Profiling and Code coverage on RISC-V using simulation

We recently licensed our Floating point library for RISC-V to a large international corporation. They asked not only for our functional verification suite, but also for a verification of the verification suite. A code coverage report showing that the entire code had been executed. While we know that all lines and every instruction have been tested, it put us in a bit of  a dilemma: How do we prove it?

Code coverage on real hardware

j-trace-pro-cortex_a-r-m_right-to-left.png

We have done code coverage reports before for other customers and other products, using Ozone and J-Trace PRO. J-Trace PRO is capable of doing streaming trace, transferring the trace information in real time to the host, which analyzes it in real time. Execution counters are updated, 2 for every instruction, counting “executed” and “not executed” for conditional instructions.
Ozone uses the counters to create and show an execution profile and code coverage of the application,  in real time, during the program execution. This information can then be used to generate a code coverage report, which ideally shows 100% coverage, meaning that all instructions have been executed. Unfortunately, J-Trace PRO is currently only supporting ARM CPUs…

How can we get a code coverage report for RISC-V in a short period of time?

Ozone and J-Link work with RISC-V, but so far we do not have a streaming trace solution (J-Trace PRO) for RISC-V. Trace for RISC-V is still evolving, and there is not yet a single standard.
So we looked at our options, and since we needed a solution quickly, we implemented an idea that I had had for a long time: Use the CPU simulator (which we have for all supported cores as part of the J-Link software to optimize debug performance) to generate CPU trace information, update execution counter information and make these available through the existing API.
Ozone would not see any difference between a streaming trace probe with real-time analysis and a simulation producing its results in real time.

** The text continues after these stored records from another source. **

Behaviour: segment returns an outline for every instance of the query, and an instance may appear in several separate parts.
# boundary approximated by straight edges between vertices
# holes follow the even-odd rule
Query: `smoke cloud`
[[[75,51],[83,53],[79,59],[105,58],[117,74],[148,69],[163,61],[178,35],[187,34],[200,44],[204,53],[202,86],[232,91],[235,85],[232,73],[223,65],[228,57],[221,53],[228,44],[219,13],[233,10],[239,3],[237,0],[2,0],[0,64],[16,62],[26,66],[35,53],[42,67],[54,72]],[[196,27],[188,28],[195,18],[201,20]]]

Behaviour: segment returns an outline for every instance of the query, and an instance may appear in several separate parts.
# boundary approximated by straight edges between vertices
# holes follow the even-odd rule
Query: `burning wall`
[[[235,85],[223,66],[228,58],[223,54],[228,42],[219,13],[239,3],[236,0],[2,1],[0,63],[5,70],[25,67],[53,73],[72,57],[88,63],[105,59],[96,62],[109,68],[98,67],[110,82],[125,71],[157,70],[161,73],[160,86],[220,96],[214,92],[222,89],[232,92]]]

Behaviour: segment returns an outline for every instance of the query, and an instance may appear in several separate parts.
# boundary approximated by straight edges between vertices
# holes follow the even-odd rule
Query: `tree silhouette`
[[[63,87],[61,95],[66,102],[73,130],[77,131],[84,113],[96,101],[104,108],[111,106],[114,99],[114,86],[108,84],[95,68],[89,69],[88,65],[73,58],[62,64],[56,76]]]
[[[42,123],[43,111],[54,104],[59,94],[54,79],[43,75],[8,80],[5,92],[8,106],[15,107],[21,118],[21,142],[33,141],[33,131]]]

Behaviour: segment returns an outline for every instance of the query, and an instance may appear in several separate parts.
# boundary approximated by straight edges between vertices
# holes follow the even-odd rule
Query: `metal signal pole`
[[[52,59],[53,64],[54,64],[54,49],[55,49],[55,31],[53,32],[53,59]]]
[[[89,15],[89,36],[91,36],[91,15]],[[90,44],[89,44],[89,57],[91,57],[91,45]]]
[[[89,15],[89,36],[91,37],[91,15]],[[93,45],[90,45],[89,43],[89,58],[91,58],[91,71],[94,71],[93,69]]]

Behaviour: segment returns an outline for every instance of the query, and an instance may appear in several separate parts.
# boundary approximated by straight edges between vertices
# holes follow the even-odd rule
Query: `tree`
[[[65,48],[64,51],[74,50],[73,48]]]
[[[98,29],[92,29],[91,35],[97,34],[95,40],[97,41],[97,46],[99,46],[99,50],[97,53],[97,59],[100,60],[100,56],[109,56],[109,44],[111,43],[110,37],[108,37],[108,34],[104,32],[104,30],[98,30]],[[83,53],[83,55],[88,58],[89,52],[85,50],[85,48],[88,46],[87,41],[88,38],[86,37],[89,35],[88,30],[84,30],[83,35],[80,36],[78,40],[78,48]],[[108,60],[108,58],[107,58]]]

Implementing the changes in the J-Link software

Well, the API was already there, the internals (execution counters) in place. We already had a core simulation for RISC-V CPUs.
It took some internal changes to be able to redirect things to the simulator instead of the trace hardware, such as mapping and simulating target memory, adding another CPU thread that “runs” the simulated CPUs, code to simulate breakpoints and more.

Testing the new features

Tests for new features are usually done using J-Link Commander, a simple command line tool, and a simple target application, such as the one below, which basically just increments a counter variable in a loop. Something that would in C look as follows:

Cnt = 0;
for (;;) {
  Cnt++;
}

Note that the execution counters of the 4 instructions in the loop are different every time, since the simulated target CPU (RISC-V 32bit, RV32IMC) is executing instructions in the background, in another thread. It can also be seen that the counters of the instructions at the beginning of the loop are identical or one higher than instructions at a later point in the loop.
In short: Things are looking good and are ready to be tested with Ozone, the J-Link debugger and performance analyzer.

The result

The subsequent big test with Ozone was 100% successful:
Ozone uses the J-Link / J-Trace API. The data generated by the simulation is presented by this API exactly the same way as the data collected by J-Trace PRO when reading and analyzing the data from the actual, physical target.
Everything feels exactly the same, in real time.
Below is a screenshot generated when running a test program on our floating point library.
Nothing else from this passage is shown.